Following the 2020 request, the IRS received a deluge of comments supporting keeping Rev. Proc. 94-69 (including from the ABA Section of Taxation and the Tax Executives Institute) for myriad reasons, including the cost and complexity of filing federal and sometimes multiple state amended returns. The IRS appears to have been receptive to these comments. In their recent announcement, the IRS acknowledged that there is a "small subset of taxpayers who will likely be in some form of continuous audit posture with LB&I because of the nature of their transactions and return filings" and observed that some form of disclosure process for this group "may be appropriate."   

According to the IRS announcement, Form 15307, titled "Post-filing Disclosure for Specific Large Business Taxpayers," is intended to standardize the disclosure process by ensuring that eligible taxpayers and revenue agents are working with consistent guidelines as to what constitutes a disclosure that is sufficient to afford penalty protection. The form and instructions detail the information required for a disclosure and provide several examples of acceptable and unacceptable disclosure descriptions. Importantly, the draft form does not define the "continuous audit population" that will be eligible to take advantage of a final Form 15307. The IRS plans to define this population in future guidance and does not expect the population to be limited to taxpayers in any one program (such as the LCC). 

The IRS did not indicate when guidance will be issued on which taxpayers will be eligible to use the final version of Form 15307. Affected taxpayers may send their comments on draft Form 15307 to through June 3, 2022.

OECD Pillar Two Implementation Process Grinds Forward as Administration Embraces Project in Greenbook

Layla Asali, Rocco Femia, Loren Ponds, and Marissa Lee*

On March 14, the Organisation for Economic Cooperation and Development (OECD) issued Commentary and Illustrative Examples related to the Pillar Two global minimum tax Model Rules. The Model Rules, published in December 2021, provide for a system of top-up taxes designed to ensure that multinational enterprises (MNEs) with consolidated annual revenues above €750 million pay a minimum level of tax on income earned in each country in which they operate. The Commentary includes an introduction that emphasizes the need for coordination and consistency, then follows the chapter structure of the Model Rules, providing technical guidance on rule scope and order, computation of income or loss, adjusted covered taxes, effective tax rate, top-up tax, and administration and transition rules.

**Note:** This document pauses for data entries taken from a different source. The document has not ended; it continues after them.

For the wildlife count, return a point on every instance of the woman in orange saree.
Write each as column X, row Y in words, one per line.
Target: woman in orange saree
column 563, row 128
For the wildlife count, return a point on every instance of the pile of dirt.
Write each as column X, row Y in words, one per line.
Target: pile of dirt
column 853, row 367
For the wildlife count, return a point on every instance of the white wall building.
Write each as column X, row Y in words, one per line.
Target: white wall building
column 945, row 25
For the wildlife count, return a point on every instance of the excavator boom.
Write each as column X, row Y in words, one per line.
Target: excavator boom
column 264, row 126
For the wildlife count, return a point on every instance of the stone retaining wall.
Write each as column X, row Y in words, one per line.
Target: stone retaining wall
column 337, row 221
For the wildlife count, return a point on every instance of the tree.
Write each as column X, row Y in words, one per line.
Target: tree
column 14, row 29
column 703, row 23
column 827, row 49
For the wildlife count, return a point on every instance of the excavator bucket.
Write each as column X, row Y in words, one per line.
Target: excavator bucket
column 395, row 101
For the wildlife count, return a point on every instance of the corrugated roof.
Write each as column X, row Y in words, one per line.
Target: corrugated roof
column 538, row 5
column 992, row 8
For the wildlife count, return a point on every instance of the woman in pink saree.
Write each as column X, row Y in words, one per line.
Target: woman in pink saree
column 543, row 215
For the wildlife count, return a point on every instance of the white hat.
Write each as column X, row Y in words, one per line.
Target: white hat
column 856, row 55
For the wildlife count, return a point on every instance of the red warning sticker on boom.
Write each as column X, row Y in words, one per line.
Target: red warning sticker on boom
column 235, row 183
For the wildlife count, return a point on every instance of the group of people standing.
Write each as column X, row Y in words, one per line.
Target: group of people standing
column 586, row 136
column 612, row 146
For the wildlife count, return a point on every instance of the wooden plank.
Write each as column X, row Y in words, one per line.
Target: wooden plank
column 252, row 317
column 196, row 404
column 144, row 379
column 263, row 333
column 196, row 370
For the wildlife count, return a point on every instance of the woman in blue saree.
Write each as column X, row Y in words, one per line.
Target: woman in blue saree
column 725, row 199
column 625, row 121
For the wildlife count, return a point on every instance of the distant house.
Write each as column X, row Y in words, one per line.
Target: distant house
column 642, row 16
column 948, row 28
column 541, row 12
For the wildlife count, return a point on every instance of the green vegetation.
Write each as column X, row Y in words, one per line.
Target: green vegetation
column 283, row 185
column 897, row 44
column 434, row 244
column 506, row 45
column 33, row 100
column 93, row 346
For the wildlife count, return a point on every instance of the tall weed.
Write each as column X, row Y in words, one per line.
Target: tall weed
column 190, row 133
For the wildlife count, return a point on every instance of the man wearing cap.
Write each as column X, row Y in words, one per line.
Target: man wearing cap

On the same date, the OECD also announced a public consultation with respect to the Implementation Framework intended to address administrative, compliance, and coordination issues related to the top-up tax rules. The OECD is accepting comments by April 11, 2022 and plans to hold a virtual public consultation at the end of April.

The lengthy and technically complex Commentary highlights the challenges of the global minimum tax rules and the resources that will be required of in-scope MNEs and tax authorities to understand, administer, and comply with these new rules when they take effect. The current consultation will be important to framing and addressing implementation issues, many of which stem from policy decisions that the participating countries seem reluctant to revisit. The timing of any new rules is uncertain. For example, a proposal for a one-year delay of the implementation timeline has emerged in negotiations among EU member states and relevant U.S. legislative developments may or may not occur within the current timeline. A major outstanding issue for U.S. MNEs is how the U.S. global intangible low-taxed income (GILTI) regime, either in its current form or as modified by pending legislation, will co-exist with the global minimum tax rules. In addition, the Biden Administration has proposed replacing the base erosion and anti-abuse tax (BEAT) with an undertaxed profits rule (UTPR) and domestic minimum tax as part of its FY 2023 revenue proposals. In-scope MNEs should continue to evaluate the potential impact of these developments and consider engaging with policymakers as the work moves forward.